Both former Secretary and US Senator Ken Salazar and former Mayor of Denver and Secretary Federico Pena have announced their support for former Colorado House Speaker Crisanta Duran in her quest to oust U.S. Representative Diana DeGette who has served 12 terms representing Denver. The winds of change are upon a new generation of Latino leaders and this time it is Latinas that are front and center.
However, that event is set for next year and we have more immediate things to do including an election for Denver Mayor coming up in less than 30 days. This is the political event of the year for the citizens of our great city.
The city is in danger of becoming a place that we no longer recognize. Some years back, Latino leaders especially from the north side, sounded the alarm about the issue of gentrification and the fact that the names of our neighborhoods were being changed in order to make them more attractive to the new residents.
As it turned out, that was the least of the disrespect inflicted on our neighborhoods. Have you taken time to drive by and see the box-like structures that have replaced our homes and stand as monuments to expediency and a quick buck?
I have seen a couple of houses bought by developers that then tore them down in order to construct a complex of these “boxes” and some with no provisions for parking. I point this out as an example of a planned takeover by corporate entities that have bought their way into the priorities of our city’s public servants.
The fact that we have an African American Mayor should not be a reason for exclusion from accountability because the Black community is also suffering from top-down planning and management of resources for our neighborhoods. Just like there is a need for change in our congressional district, it is also time for a change in our city leadership.
When Pena came out of obscurity to convince us to “Imagine a Great City” and then went on to built it with few resources, he proved that vision, creativity and hard work can carry the day. It appears that we are in the same kind of crossroads this election.
The list of challengers to Mayor Hancock is long and includes Penfield Tate III, Stephen Evans, Paul Fiorino, Marcus Giavanni, Jamie Giellis, Kalyn Hefferman, Leatha Scott, Ken Simpson and Lisa Calderon. It is Calderon, an Afro-Latina that offers a decentralized Mayor’s office that begins its strategy for change at the neighborhood level.

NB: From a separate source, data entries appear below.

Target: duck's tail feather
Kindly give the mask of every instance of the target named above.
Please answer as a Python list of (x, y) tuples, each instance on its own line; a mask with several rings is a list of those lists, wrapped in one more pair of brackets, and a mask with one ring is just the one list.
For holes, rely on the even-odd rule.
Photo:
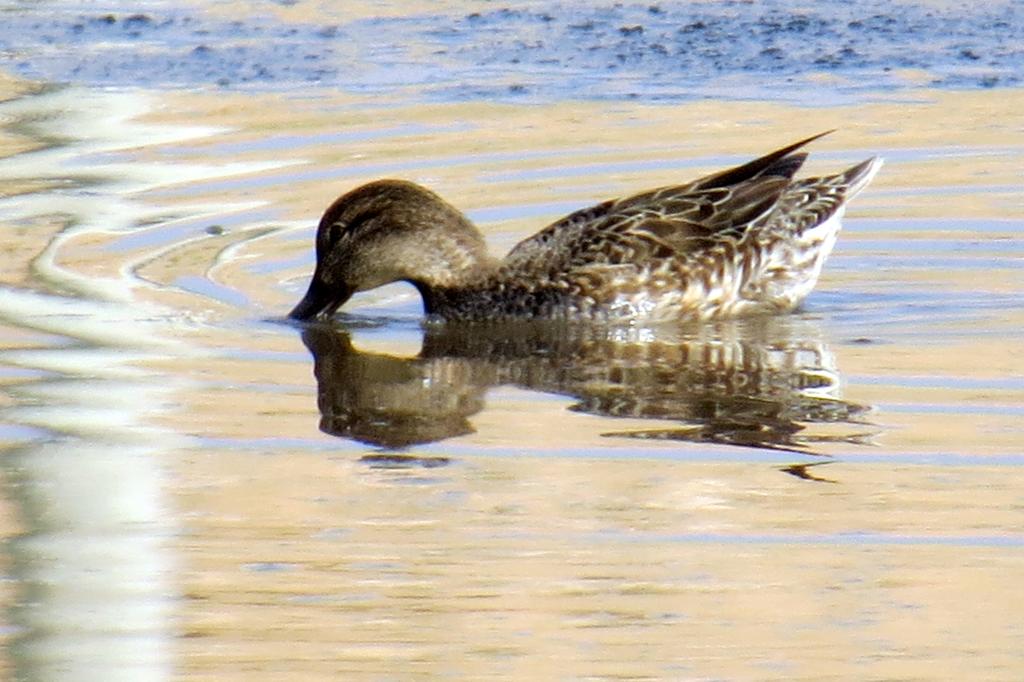
[(794, 154), (797, 150), (809, 144), (819, 137), (823, 137), (834, 130), (826, 130), (812, 135), (799, 142), (794, 142), (781, 150), (776, 150), (771, 154), (766, 154), (754, 161), (749, 161), (741, 166), (724, 170), (714, 175), (701, 178), (694, 183), (693, 189), (710, 189), (712, 187), (727, 187), (739, 182), (744, 182), (765, 175), (778, 175), (781, 177), (793, 177), (807, 159), (806, 154)]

On the subject of race, I was once asked about how Latinos as a majority community might seek to resolve the long-standing issue of Black and White relationship that has so far defied accommodation. My response was that Latinos have a history of absorbing all races into its blood and cultural outlook.
Diversity in the current slate of candidates coming forward speaks to the desire to find solutions to our current dilemma from a variety of points of view. The voter has a rich list of candidates from which to select.
It is clear that the Denver city government leadership has lost its way as a result of a great movement of people into its boundaries and the accompanying economic pressures that has tempted officials into bad decisions. This municipal election represents an opportunity to clear the field and find dynamic leadership again.
As has been said many times before in response to challenges, “Si se puede.”